Mistero Bankitalia, prosegue la partita a scacchi
Il nodo della nomina del nuovo governatore della Banca d’Italia è lo specchio dell’ingarbugliata situazione politica ed economica di questi giorni. Silvio Berlusconi ieri ha tracciato la linea oltre la quale non si andrà: «Deciderò io entro il 1 novembre», giorno in cui l’attuale governatore Mario Draghi prenderà il posto alla presidenza della Banca centrale europea.
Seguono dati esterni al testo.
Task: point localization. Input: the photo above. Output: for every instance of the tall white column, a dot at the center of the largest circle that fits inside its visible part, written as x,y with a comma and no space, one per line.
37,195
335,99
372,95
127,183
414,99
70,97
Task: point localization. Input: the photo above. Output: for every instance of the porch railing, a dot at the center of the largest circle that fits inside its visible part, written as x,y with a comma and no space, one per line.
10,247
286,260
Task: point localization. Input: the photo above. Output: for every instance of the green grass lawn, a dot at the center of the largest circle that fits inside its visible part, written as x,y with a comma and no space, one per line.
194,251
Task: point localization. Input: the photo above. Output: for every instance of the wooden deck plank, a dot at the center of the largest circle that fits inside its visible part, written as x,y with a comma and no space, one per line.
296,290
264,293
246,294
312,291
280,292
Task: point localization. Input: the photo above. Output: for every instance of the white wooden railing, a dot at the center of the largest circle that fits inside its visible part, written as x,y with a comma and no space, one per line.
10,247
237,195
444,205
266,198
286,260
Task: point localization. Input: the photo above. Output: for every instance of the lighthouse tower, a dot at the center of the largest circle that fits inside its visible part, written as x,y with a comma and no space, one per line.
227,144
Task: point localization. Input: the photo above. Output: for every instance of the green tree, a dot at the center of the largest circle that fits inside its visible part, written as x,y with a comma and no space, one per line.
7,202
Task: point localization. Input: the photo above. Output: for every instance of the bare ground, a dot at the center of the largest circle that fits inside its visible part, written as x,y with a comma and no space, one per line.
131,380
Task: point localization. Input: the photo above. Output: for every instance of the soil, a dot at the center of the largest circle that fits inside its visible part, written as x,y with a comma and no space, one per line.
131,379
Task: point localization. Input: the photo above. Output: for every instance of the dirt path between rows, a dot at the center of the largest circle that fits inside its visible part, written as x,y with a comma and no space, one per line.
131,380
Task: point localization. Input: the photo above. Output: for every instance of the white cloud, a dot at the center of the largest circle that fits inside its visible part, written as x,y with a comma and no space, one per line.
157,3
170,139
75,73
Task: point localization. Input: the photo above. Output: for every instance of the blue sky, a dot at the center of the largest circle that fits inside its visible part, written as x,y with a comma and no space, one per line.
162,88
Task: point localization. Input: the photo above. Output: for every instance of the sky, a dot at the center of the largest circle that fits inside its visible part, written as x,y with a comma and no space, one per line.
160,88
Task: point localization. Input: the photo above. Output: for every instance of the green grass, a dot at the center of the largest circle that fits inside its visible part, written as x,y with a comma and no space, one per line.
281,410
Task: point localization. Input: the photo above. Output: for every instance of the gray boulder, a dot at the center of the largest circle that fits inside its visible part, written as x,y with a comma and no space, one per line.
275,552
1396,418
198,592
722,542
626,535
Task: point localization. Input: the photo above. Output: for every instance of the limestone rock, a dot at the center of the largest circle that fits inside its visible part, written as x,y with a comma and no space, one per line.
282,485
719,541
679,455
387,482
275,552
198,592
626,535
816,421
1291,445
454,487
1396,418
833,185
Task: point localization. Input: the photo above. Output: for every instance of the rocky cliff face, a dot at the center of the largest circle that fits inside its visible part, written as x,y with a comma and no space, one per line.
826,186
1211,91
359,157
È evidente, però, come lo spostamento così in avanti della decisione per una casella così importante coincida con una querelle politica (ma non solo politica) che vede da una parte il premier e dall’altra il “superministro” dell’Economia Giulio Tremonti.
Il braccio di ferro
Il punto è che anche sul nome del successore di Draghi è in atto l’ennesimo braccio di ferro: la nomina del successore, infatti, è in stallo da settimane dopo che il ministro Tremonti si è schierato contro quella del direttore generale della Banca d’Italia Fabrizio Saccomanni, sostenuto da Draghi e gradito al premier. Candidato del ministro invece è Vittorio Grilli, attuale direttore generale del Tesoro. Sul peso di queste polemiche con Tremonti degli ultimi giorni Berlusconi ha voluto chiarire: «Stiamo parlando di molte cose. Non si può pretendere che io e Tremonti abbiamo le stesse idee su tutto». Come se non bastasse, a complicare il quadro ci si è messo pure Umberto Bossi che prima ha giudicato la scelta Grilli la migliore in quanto «è di Milano», e ieri è tornato sull’argomento: «È un problema per il governo», ha spiegato il senatùr, dimostrando che non è stato ancora risolto il braccio di ferro in corso tra il premier e Tremonti. E Bossi ha aggiunto: «Io avrei scelto molto prima. È un problema. Io punto su Grilli, è il migliore in circolazione in Ue». Nonostante ciò, però, Berlusconi ha voluto – seppur ascoltando umori e malumori di tutti, incluso Tremonti – ribadire il fatto che alla fine la scelta del governatore è “cosa sua”. Ma dietro al nodo della scelta del governatore non vi è solo il “duello” tutto interno al governo.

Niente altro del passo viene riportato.